If you get involved in a serious car accident, you may count yourself lucky to walk away. Despite the devastation on the road and the damage to your car, you may think that you have no symptoms and you were not injured.
Until the next day, that is. Even just hours after the crash, you may start to notice pain, discomfort, inflammation and all sorts of other delayed symptoms.
You may actually have a significant injury. Just because you didn’t know it at the scene of the wreck doesn’t mean that you’re not injured. You want to seek medical care as soon as possible, especially if you suspect something like a spinal cord injury, a skull fracture or a traumatic brain injury.
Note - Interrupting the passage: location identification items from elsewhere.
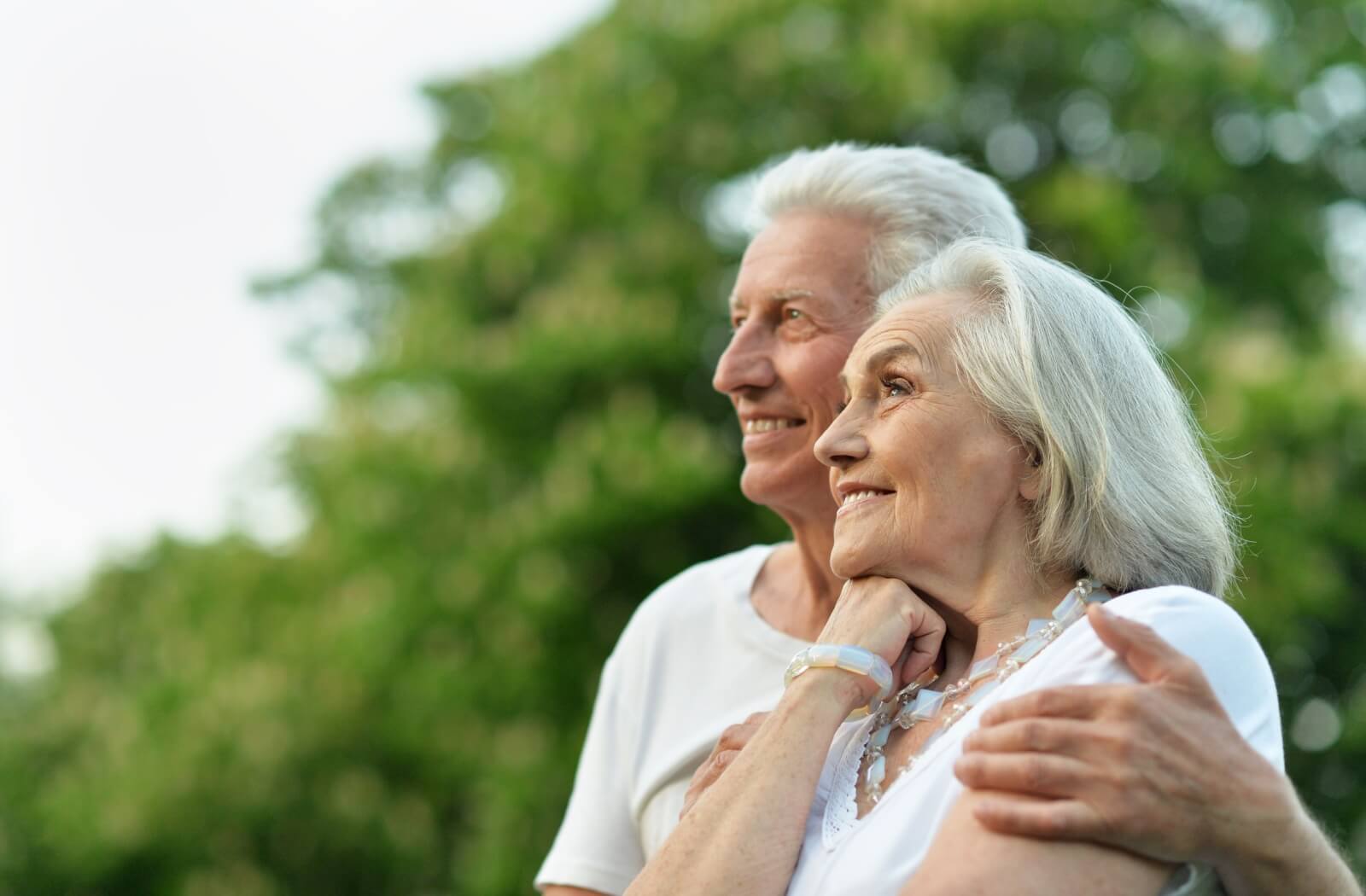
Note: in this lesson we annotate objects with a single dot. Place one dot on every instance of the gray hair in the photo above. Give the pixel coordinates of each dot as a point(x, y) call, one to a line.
point(1126, 492)
point(917, 201)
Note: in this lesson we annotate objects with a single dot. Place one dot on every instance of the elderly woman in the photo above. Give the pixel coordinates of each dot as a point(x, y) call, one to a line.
point(1008, 452)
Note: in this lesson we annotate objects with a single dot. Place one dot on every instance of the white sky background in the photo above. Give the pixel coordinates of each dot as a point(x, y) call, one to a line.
point(154, 157)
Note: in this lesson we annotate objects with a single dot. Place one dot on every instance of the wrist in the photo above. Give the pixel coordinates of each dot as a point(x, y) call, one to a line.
point(837, 689)
point(871, 672)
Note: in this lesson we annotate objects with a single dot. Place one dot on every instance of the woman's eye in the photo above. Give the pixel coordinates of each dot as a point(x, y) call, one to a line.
point(896, 387)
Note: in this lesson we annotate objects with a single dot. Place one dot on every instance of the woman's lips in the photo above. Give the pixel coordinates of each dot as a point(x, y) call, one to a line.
point(855, 500)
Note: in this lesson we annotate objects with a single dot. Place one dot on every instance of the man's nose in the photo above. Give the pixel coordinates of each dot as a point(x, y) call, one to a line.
point(748, 361)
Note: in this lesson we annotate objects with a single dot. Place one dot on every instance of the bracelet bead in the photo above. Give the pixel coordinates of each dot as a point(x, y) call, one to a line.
point(851, 660)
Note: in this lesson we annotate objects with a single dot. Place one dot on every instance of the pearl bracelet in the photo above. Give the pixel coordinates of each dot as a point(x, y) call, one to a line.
point(851, 660)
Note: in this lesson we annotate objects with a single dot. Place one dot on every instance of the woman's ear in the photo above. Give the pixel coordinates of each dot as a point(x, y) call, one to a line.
point(1030, 482)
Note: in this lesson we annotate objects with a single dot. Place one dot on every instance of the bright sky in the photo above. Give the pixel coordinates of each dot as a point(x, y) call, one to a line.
point(154, 157)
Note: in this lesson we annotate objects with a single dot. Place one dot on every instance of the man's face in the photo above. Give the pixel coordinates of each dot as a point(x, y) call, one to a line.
point(799, 304)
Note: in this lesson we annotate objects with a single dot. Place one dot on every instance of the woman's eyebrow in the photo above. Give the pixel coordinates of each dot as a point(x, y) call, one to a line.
point(892, 352)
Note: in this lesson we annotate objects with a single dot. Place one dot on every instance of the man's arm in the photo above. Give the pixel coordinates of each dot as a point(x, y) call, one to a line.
point(598, 848)
point(1156, 766)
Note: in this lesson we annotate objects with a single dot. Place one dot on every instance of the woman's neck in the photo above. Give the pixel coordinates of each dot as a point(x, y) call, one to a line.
point(997, 609)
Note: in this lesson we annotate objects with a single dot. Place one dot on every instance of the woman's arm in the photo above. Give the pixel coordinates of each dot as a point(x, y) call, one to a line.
point(744, 832)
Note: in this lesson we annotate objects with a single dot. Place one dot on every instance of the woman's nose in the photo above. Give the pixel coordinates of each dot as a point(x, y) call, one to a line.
point(844, 443)
point(746, 364)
How could that delay happen?
People often assume that serious injuries couldn’t go unnoticed like this, but the truth is that adrenaline can mask a lot of pain. Your body has a fight-or-flight response that has been evolutionarily honed to help you push the pain aside in the name of survival. People who were injured in primitive times needed to fight off attackers or wild animals, or they needed to live until they could get care at a nearby settlement.
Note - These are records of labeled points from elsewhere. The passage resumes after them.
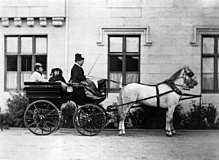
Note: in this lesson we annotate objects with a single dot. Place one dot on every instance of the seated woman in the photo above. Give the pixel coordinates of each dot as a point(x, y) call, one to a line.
point(56, 76)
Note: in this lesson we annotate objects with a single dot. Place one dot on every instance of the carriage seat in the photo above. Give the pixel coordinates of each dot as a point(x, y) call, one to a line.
point(81, 94)
point(43, 89)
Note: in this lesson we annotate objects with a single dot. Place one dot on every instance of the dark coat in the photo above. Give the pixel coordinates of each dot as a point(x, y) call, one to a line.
point(57, 78)
point(77, 74)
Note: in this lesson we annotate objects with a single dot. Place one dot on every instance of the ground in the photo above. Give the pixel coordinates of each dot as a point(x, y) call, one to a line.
point(67, 144)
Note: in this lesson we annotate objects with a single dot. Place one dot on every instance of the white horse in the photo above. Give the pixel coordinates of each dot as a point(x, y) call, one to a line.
point(166, 94)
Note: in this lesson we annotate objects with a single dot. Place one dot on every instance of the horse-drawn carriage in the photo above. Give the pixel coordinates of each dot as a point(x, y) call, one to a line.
point(42, 116)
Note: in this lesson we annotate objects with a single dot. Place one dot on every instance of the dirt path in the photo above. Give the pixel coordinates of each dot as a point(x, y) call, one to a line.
point(67, 144)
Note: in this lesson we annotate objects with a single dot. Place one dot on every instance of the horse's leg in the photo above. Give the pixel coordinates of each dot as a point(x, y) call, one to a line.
point(172, 128)
point(169, 120)
point(122, 110)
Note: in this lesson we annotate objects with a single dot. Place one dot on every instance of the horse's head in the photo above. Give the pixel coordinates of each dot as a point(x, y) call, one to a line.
point(186, 77)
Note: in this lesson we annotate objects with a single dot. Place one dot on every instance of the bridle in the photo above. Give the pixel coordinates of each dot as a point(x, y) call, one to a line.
point(186, 73)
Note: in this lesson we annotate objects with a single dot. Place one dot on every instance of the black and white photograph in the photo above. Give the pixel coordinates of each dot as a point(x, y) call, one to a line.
point(109, 79)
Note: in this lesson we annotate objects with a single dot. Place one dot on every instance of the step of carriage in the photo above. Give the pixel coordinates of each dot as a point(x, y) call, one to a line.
point(111, 108)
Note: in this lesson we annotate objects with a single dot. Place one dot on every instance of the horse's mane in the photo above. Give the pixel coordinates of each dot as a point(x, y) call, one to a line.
point(175, 75)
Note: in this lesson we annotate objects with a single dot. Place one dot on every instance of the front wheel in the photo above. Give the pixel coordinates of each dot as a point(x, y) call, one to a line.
point(89, 119)
point(42, 117)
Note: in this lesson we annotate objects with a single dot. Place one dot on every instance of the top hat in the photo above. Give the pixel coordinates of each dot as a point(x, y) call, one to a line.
point(38, 65)
point(78, 57)
point(56, 69)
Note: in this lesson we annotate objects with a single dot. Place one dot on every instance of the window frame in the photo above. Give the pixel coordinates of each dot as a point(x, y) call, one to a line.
point(124, 54)
point(19, 57)
point(215, 57)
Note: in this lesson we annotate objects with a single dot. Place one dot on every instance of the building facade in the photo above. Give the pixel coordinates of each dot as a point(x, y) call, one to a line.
point(122, 40)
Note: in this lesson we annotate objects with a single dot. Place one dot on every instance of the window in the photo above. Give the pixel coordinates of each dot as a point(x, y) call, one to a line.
point(124, 60)
point(21, 53)
point(210, 64)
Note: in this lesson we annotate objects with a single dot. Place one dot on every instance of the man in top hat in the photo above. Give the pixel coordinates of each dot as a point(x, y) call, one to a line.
point(77, 76)
point(77, 72)
point(37, 75)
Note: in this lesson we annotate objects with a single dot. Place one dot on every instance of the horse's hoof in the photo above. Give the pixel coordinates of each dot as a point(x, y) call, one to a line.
point(169, 134)
point(121, 133)
point(173, 132)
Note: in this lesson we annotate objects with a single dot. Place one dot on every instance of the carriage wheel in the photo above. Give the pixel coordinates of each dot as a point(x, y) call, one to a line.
point(41, 117)
point(89, 119)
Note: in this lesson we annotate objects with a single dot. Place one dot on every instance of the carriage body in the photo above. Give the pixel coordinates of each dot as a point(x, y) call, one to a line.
point(43, 114)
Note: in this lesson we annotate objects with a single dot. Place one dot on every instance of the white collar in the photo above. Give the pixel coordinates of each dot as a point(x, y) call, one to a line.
point(77, 64)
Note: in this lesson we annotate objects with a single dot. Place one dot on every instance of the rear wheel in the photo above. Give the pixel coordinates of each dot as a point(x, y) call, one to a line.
point(89, 119)
point(41, 117)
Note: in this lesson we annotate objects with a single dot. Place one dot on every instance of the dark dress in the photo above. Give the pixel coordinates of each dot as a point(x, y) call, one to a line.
point(57, 78)
point(77, 74)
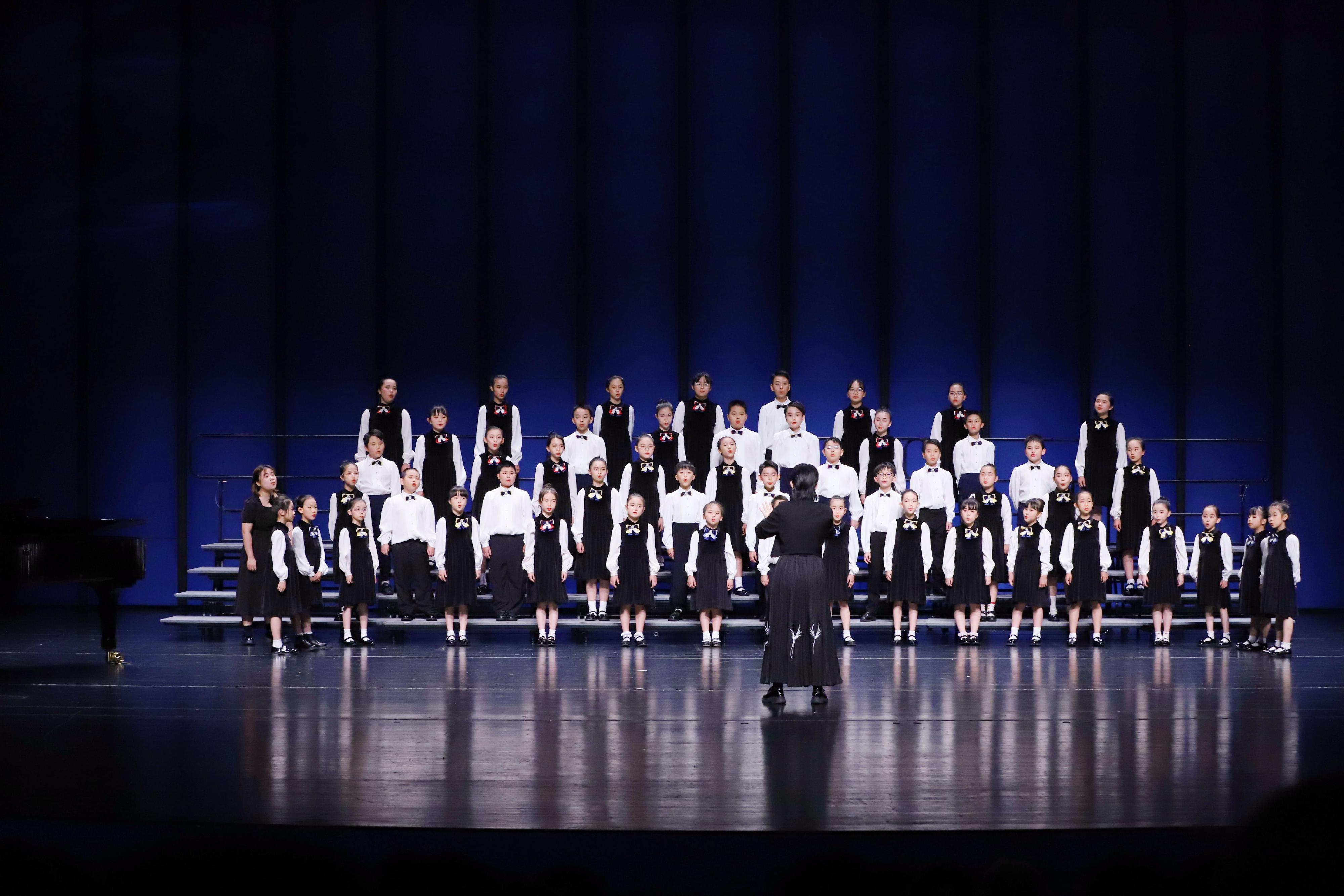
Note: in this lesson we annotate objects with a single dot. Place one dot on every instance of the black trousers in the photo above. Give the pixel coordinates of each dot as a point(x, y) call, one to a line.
point(678, 593)
point(937, 523)
point(411, 569)
point(376, 518)
point(878, 585)
point(506, 571)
Today, of course, you don’t necessarily need that fight-or-flight response since you can get medical care at the hospital quickly, but that doesn’t change the way your body reacts. This can actually be a hindrance to your recovery if it means you put off the care that you should have gotten right after the crash.
Do you still have a claim if your reaction was delayed?
Regardless, when you do start to notice these kinds of delayed symptoms and head to the hospital, you need to seek compensation to cover your medical costs and other losses. Your injuries are still connected to that accident, no matter when you realized you were hurt.